EZ and ELM integrity loss and subretinal deposits
EZ and ELM represent hyperreflective bands in the outer retina. In our cohort, the loss of EZ was the first sign of RORA development and usually associated with subretinal deposits between Bruch membrane and retinal pigment epithelium that resemble cuticular drusen. The subretinal deposits usually showed overlying retinal pigment epithelium as a hyperreflective cap and homogenous internal structure of medium-low reflectivity. They were associated with hyperreflective dots in IR image and hyperautofluorescent dots in AF imaging. The course showed reflectivity changes in the overlaying OCT layers leading to loss of a delimitable ELM ( Figure 2 ).

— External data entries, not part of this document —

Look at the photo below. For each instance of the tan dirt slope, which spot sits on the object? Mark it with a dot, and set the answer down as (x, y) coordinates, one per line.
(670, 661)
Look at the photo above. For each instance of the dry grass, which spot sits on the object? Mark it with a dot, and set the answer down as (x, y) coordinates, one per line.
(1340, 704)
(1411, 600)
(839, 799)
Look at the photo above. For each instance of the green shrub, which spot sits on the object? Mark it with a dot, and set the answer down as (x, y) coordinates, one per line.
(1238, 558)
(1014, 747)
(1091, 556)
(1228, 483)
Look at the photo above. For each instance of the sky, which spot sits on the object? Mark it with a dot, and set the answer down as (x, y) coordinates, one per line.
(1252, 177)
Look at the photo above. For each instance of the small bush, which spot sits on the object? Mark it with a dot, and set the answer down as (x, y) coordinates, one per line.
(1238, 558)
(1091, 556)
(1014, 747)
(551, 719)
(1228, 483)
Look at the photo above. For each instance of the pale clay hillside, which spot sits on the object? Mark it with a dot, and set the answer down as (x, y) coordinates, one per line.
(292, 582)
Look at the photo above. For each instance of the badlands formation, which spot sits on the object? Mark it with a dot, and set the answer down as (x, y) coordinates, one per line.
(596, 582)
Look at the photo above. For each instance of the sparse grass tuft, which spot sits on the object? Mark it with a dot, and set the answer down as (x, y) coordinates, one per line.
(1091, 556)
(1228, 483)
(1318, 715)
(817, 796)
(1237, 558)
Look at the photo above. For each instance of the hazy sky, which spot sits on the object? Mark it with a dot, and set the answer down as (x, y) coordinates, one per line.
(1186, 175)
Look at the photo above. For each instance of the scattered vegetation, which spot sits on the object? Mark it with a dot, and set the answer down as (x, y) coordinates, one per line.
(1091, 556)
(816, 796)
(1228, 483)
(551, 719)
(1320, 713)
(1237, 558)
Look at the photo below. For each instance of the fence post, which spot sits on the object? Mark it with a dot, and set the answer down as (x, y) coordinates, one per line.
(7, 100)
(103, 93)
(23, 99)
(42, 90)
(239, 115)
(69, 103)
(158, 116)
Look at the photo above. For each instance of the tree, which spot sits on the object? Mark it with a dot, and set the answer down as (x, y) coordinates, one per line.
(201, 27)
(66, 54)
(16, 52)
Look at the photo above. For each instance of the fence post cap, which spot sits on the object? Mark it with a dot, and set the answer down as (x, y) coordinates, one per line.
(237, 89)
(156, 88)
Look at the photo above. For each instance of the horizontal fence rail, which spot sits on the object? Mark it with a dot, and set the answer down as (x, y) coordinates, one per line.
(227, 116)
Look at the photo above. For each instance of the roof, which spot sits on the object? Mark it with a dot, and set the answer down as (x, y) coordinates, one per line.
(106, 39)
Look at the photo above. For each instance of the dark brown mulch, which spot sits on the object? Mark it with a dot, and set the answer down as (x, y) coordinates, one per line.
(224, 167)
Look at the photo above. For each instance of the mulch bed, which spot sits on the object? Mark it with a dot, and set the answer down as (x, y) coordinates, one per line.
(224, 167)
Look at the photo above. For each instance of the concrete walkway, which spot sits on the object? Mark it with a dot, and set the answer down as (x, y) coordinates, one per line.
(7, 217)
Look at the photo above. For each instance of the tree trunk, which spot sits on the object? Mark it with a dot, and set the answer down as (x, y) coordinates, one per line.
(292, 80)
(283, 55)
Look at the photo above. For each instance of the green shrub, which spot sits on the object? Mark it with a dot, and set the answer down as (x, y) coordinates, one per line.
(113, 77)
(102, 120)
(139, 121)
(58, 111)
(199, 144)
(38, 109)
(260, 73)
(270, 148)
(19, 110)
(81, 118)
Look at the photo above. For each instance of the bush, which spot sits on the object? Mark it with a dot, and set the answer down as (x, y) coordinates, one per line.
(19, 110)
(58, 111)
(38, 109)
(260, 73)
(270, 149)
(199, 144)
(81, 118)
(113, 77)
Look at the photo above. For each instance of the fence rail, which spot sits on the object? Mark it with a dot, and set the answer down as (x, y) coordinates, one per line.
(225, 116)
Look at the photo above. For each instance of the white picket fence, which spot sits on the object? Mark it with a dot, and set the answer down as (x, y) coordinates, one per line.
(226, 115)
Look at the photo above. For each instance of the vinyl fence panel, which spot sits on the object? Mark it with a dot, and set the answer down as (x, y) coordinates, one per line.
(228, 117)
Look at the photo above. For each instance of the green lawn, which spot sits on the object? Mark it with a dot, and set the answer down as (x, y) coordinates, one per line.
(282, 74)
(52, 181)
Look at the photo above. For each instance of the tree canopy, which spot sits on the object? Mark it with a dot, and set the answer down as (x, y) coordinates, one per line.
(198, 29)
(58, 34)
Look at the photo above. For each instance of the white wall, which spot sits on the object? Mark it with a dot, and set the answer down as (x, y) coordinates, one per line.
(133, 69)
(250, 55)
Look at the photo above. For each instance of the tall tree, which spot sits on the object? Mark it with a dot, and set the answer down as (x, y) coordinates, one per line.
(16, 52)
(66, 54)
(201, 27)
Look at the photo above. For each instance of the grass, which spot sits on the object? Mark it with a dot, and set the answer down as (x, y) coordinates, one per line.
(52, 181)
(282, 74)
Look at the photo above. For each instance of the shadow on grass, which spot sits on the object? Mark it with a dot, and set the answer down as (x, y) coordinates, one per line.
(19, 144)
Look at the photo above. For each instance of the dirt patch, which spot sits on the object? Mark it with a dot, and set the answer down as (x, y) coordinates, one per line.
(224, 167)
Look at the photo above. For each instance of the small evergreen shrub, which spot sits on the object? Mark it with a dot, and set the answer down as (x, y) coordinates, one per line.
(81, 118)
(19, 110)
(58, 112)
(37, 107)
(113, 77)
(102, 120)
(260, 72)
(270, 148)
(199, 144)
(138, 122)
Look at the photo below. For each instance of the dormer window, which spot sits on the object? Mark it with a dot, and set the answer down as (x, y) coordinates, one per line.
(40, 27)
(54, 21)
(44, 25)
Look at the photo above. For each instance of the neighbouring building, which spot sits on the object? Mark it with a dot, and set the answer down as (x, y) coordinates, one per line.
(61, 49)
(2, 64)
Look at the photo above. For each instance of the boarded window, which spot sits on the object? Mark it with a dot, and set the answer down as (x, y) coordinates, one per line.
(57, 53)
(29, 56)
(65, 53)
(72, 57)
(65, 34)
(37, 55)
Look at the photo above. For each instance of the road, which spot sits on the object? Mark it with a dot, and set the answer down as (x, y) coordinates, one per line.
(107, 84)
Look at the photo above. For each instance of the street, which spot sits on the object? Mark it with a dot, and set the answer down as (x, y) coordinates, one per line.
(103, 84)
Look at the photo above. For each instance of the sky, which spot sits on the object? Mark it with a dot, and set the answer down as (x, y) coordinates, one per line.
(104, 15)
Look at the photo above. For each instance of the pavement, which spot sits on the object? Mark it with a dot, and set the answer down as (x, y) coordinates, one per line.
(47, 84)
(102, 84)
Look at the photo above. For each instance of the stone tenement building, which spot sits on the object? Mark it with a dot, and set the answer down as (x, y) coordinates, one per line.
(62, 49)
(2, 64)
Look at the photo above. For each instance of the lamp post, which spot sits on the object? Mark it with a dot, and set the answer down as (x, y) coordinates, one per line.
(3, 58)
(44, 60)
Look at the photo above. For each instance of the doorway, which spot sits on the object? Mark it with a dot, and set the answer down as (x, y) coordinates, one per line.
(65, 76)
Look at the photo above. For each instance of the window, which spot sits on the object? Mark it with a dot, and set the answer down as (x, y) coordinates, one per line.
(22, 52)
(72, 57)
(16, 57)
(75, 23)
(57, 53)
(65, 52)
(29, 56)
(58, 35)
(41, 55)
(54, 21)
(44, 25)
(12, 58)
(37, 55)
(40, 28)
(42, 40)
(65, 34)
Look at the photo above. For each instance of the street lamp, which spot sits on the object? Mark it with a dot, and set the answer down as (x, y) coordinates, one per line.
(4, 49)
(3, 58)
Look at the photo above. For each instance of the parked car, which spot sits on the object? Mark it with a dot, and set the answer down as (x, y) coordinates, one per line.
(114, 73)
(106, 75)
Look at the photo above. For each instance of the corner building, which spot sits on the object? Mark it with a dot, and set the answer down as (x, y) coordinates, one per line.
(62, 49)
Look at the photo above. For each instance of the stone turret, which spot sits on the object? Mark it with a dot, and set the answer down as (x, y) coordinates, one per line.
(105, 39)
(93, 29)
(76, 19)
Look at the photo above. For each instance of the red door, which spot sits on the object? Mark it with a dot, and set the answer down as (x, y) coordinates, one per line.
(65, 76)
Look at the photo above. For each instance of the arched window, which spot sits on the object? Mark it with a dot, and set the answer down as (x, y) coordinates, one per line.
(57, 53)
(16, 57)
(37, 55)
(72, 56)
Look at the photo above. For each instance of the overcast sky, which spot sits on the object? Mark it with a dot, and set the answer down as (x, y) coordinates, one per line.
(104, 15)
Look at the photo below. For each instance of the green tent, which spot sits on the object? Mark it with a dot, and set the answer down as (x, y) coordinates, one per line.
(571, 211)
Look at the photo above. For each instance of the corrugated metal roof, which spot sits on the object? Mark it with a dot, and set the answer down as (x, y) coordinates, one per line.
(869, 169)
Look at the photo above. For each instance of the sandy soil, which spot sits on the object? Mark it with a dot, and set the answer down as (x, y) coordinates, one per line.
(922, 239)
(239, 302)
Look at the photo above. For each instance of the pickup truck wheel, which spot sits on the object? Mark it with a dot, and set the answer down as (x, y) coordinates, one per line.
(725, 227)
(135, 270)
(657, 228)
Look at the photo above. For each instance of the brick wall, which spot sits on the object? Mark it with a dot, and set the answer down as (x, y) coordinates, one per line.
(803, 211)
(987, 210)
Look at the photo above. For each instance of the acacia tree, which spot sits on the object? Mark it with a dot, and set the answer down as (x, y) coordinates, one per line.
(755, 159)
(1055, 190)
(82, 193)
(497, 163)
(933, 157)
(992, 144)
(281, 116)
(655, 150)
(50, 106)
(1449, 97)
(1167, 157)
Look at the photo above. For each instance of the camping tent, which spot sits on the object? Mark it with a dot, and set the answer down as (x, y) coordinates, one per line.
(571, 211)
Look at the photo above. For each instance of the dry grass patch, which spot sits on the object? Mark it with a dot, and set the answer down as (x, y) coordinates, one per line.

Retinal pigment epithelial integrity loss and hypertransmission of the OCT signal
The retinal pigment epithelium displays as the most external hyperreflective OCT layer. Vanishing subretinal deposits led to a spatially related retinal pigment epithelial signal discontinuation that was associated with hypertransmission of the OCT signal into the choroid and loss of AF intensity ( Figure 2 ). Both retinal pigment epithelial loss and hypertransmission are part of the definition of RORA and were therefore found in the area of RORA. However, they were also found in some transient states (ie, areas of retinal pigment epithelial disruption with preserved but partly abnormal outer nuclear layer [ONL]; Figure 3 ).